In recent years, semiconductor devices have been highly integrated while achieving an increased operating speed. The degree of integration has been extremely improved particularly in LSI. Thus, the heat radiation property of the material of the substrate for carrying a semiconductor element has been increasingly emphasized.
A ceramic material for such an IC substrate has been generally made of alumina (Al.sub.2 O.sub.3). However, a conventional alumina sintered body has a low thermal conductivity and an insufficient heat radiation property. Thus, it is difficult to use such an alumina sintered body as a ceramic material for making a substrate, which can sufficiently cope with an increase in the calorific power of an IC chip.

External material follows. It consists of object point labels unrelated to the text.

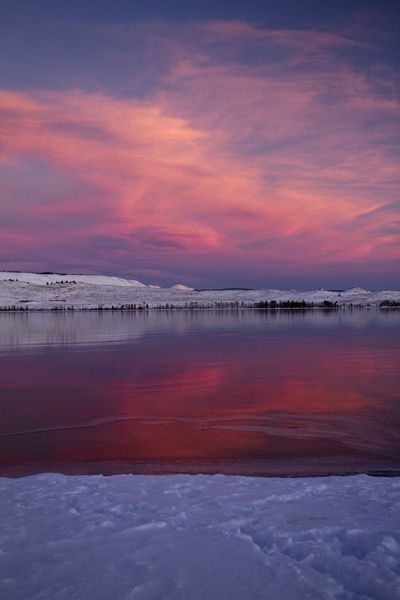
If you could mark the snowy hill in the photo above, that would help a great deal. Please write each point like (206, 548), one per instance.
(42, 291)
(51, 278)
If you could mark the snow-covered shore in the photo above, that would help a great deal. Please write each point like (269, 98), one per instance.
(32, 291)
(199, 537)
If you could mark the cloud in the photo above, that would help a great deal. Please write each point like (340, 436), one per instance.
(253, 146)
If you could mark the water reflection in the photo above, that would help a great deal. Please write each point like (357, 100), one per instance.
(247, 392)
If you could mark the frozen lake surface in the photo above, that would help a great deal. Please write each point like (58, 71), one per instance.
(235, 392)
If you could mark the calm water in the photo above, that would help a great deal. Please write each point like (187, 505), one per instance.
(248, 392)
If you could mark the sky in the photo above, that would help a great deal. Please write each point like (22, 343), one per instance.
(217, 144)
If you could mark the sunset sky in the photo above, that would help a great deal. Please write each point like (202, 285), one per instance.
(215, 143)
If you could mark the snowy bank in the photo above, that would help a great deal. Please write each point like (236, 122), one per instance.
(32, 291)
(199, 537)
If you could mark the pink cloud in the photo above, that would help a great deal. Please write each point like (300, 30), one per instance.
(276, 160)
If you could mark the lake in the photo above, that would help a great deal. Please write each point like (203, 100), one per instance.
(245, 392)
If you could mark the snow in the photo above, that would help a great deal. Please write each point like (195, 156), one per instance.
(182, 288)
(30, 291)
(47, 278)
(199, 537)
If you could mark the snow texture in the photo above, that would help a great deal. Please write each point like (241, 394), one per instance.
(32, 291)
(199, 537)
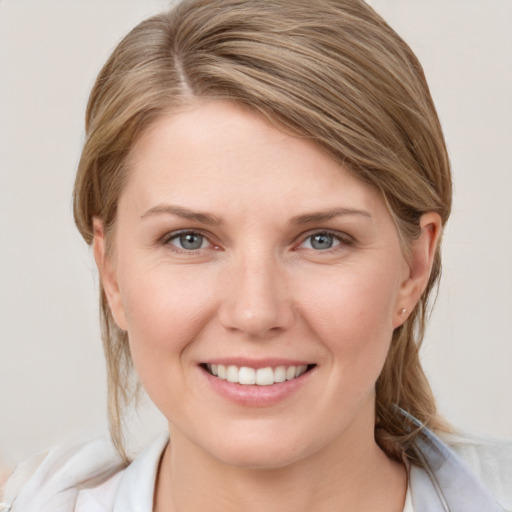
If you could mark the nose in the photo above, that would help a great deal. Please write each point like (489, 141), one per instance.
(256, 300)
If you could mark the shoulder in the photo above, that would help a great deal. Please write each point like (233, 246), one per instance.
(490, 460)
(59, 479)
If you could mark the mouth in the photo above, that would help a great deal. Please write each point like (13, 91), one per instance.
(247, 376)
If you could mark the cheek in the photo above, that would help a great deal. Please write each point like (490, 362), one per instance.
(352, 312)
(165, 310)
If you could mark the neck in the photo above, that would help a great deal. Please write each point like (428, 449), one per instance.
(350, 474)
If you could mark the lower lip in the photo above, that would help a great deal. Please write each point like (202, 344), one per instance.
(256, 396)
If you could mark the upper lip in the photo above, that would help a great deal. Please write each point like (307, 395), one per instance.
(256, 363)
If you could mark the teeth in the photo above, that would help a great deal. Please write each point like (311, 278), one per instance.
(261, 377)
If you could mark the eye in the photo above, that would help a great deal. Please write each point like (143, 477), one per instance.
(188, 241)
(323, 241)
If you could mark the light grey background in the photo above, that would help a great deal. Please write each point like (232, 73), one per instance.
(52, 379)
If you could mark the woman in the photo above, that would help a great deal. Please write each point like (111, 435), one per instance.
(265, 187)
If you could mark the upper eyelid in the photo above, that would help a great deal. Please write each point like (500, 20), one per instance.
(341, 235)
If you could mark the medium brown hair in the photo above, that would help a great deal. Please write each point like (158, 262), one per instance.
(331, 71)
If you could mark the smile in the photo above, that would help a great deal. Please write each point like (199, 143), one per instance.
(260, 377)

In place of such an alumina substrate, attention has recently been directed to a substrate or a heat sink which is made of aluminum nitride having a high thermal conductivity, and much effort has been made to put the same into practice.
Aluminum nitride is a material essentially having a high thermal conductivity and a high insulation ability, with no toxicity dissimilarly to beryllia, and which does have a high thermal conductivity but is toxic. Thus, aluminum nitride is suitable as an insulating material or a package material for a semiconductor device. However, an aluminum nitride sintered body having the aforementioned characteristics is disadvantageous since it does not provide a satisfactory junction strength with respect to a metal or vitreous material. An aluminum nitride sintered body may be provided with a metallized layer on its surface, by a thick film forming method of directly applying commercially available metallized paste onto the surface of the aluminum nitride sintered body, or by a thin film forming method whereby a metal or an active metal layer is formed by a technique such as a vapor deposition. For practical purposes, so-formed metallized layers do not attain a sufficient junction strength with respect to the aluminum nitride sintered body. In practice, therefore, it is necessary to reform the surface of the aluminum nitride sintered body by some technique before or during the metallization step, in order to improve the junction strength between the metallized layer and a metal, for example.
In a well-known conventional method for such reforming, an oxide layer is formed by oxidizing a surface of an aluminum nitride sintered body.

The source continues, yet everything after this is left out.